Upstream Auth Address: The Control Plane's View of Itself
Upstream Auth Address is the address Kasm uses to validate session authentication tokens. The default value proxy instructs the proxy to validate tokens against a co-located API server, correct for single-server deployments. In any distributed deployment, this value must be overridden with the address of the Web App tier.
Setting the Upstream Auth Address to the internal IP of a single Web App server in a multi-server HA deployment is a common mistake. If that specific server is removed from the pool, proxy token validation fails even though the overall Web App tier remains healthy. The correct value in HA deployments is the load balancer's FQDN, so that token validation requests are distributed across all healthy Web App instances.
Allow Origin Domain: The CORS Security Boundary
Allow Origin Domain enforces which origins are permitted to initiate WebSocket session connections to Kasm. This implements browser-level CORS policy for session traffic, preventing session tokens from being usable from unauthorized web origins.
The default value $request_host$ is correct for straightforward deployments. When the Web App and the session proxy are on different hostnames, this default produces CORS failures because the session connection is initiated from the Web App's hostname but the proxy evaluates the origin against its own hostname.
In multi-hostname deployments, Allow Origin Domain must be set to the Web App's public hostname from which users actually initiate sessions.

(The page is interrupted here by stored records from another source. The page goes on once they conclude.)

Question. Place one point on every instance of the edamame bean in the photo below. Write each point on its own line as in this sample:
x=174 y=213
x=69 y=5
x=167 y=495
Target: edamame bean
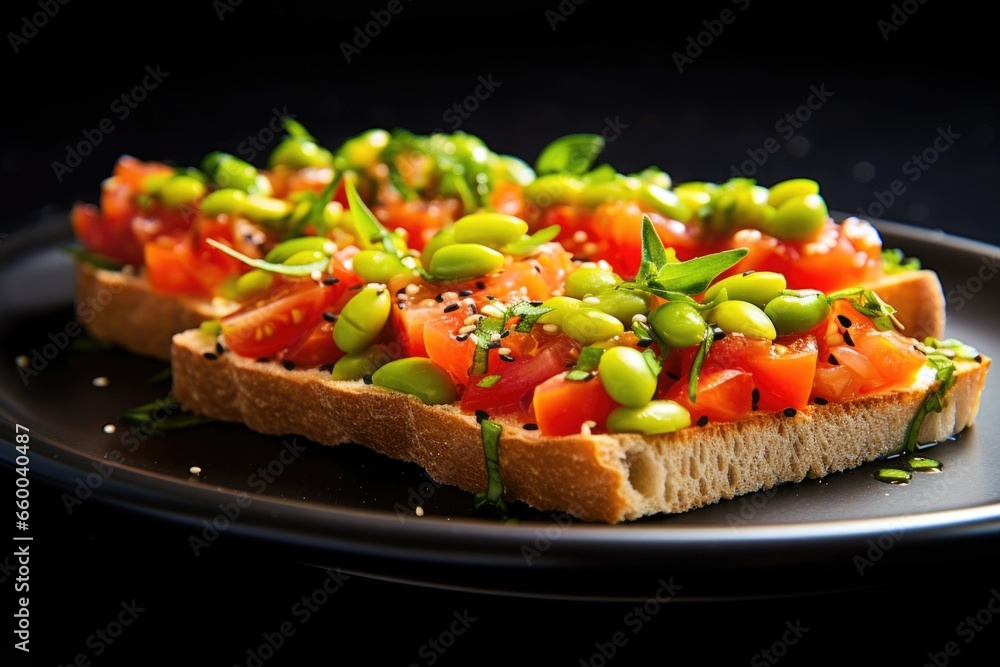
x=653 y=418
x=588 y=280
x=357 y=365
x=286 y=249
x=226 y=201
x=781 y=192
x=378 y=266
x=622 y=304
x=758 y=287
x=465 y=260
x=228 y=171
x=265 y=209
x=181 y=189
x=419 y=377
x=253 y=282
x=562 y=306
x=678 y=324
x=798 y=218
x=742 y=317
x=626 y=376
x=588 y=325
x=362 y=318
x=798 y=312
x=490 y=229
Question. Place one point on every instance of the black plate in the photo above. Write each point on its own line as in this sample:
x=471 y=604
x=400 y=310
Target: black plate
x=350 y=508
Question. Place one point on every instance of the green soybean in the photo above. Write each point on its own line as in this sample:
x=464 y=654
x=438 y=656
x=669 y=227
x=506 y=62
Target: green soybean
x=651 y=419
x=491 y=229
x=362 y=318
x=742 y=317
x=281 y=252
x=798 y=312
x=419 y=377
x=356 y=365
x=758 y=287
x=781 y=192
x=622 y=304
x=226 y=201
x=588 y=325
x=798 y=218
x=626 y=376
x=588 y=280
x=378 y=266
x=465 y=260
x=678 y=324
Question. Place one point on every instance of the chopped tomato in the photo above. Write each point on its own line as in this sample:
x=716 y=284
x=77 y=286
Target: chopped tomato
x=562 y=406
x=536 y=358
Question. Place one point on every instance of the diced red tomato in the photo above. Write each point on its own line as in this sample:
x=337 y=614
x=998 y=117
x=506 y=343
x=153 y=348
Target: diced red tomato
x=562 y=406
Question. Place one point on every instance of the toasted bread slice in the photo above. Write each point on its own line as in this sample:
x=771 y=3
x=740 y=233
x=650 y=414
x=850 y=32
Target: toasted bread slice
x=601 y=478
x=121 y=308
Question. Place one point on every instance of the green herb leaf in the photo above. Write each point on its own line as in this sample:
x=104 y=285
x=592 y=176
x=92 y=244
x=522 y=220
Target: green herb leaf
x=572 y=154
x=529 y=243
x=295 y=270
x=586 y=365
x=488 y=381
x=94 y=259
x=492 y=498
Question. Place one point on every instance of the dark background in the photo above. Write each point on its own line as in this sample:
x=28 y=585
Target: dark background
x=890 y=93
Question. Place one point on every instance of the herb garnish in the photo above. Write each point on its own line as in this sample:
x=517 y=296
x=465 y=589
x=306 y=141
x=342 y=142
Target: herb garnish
x=492 y=498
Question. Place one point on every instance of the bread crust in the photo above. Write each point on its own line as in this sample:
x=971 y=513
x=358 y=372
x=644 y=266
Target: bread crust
x=121 y=308
x=599 y=478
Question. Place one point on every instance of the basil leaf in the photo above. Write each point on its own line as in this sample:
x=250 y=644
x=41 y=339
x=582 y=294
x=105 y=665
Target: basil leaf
x=572 y=154
x=695 y=275
x=493 y=496
x=285 y=269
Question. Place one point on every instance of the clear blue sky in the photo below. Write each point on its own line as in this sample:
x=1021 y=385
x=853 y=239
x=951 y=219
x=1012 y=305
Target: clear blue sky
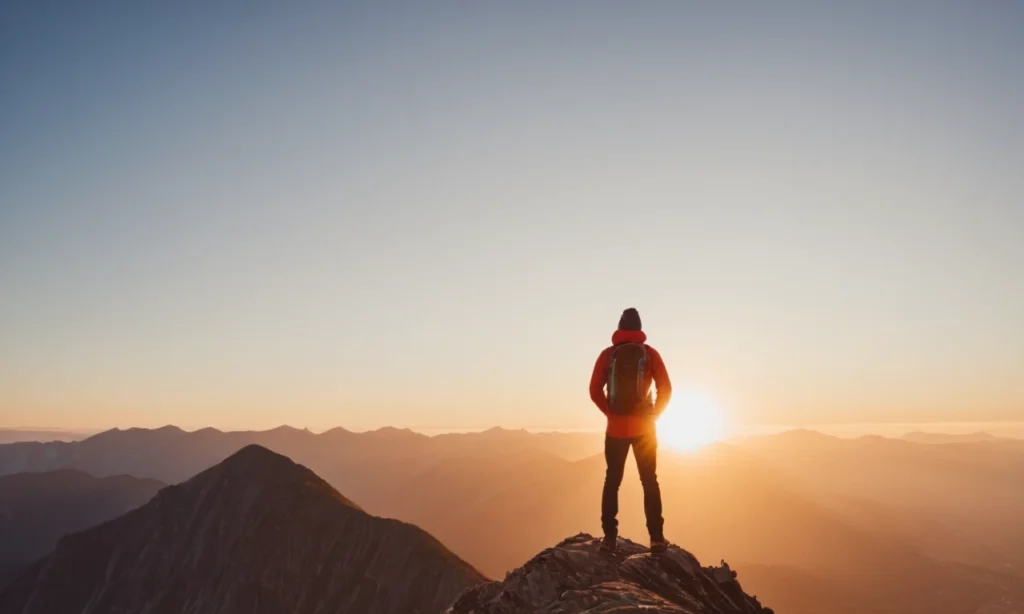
x=430 y=214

The Three Settings That Must Be Mutually Consistent
The most important relationship in zone configuration is the one between Proxy Hostname, Upstream Auth Address, and Allow Origin Domain. All three must describe the same deployment from three different perspectives:
- Allow Origin Domain is what origin the proxy accepts session connection requests from
- Upstream Auth Address is what the proxy calls to validate the session token
- Proxy Hostname is what the client's browser connects to for session traffic
When these three are mutually consistent, sessions work. When any one is misaligned, the failure almost always appears as a session connectivity problem that looks deceptively like an authentication problem.
Zone Settings Quick Reference
| Setting | What It Governs | When to Override |
|---|---|---|
| Zone Name | Logical deployment boundary | When multiple regions, enclaves, or tenants exist |
| Allow Origin Domain | CORS security for session connections | When Web App and proxy are on different hostnames |
| Upstream Auth Address | Token validation target | Any multi-server deployment |
| Load Balance Strategy | Resource consumption policy | Cloud: change to Most Load |
| Search Alternate Zones | Overflow to other zones | Disable when zones are compliance or security boundaries |
| Prioritize Static Agents | Static vs. autoscale preference | Disable only when cloud Agents are preferred for performance |
| Proxy Hostname | Client-facing session plane address | Always in multi-zone and dedicated proxy deployments |
| Proxy Port | Session WebSocket port | When proxy listens on non-443 port |
| Enable RDP HTTPS Gateway | Port 443 vs. 3389 for RDP | Enable when clients connect from uncontrolled networks |
| Enable RDP HTTPS DLP | DLP enforcement on RDP sessions | Enable when Kasm must be the DLP enforcement point |
| Restrict RDP Client IP | Anti-replay for RDP sessions | Enable only when source IP is preserved end-to-end |
This article is part of the Kasm Workspaces Reference Architecture Explanation Series.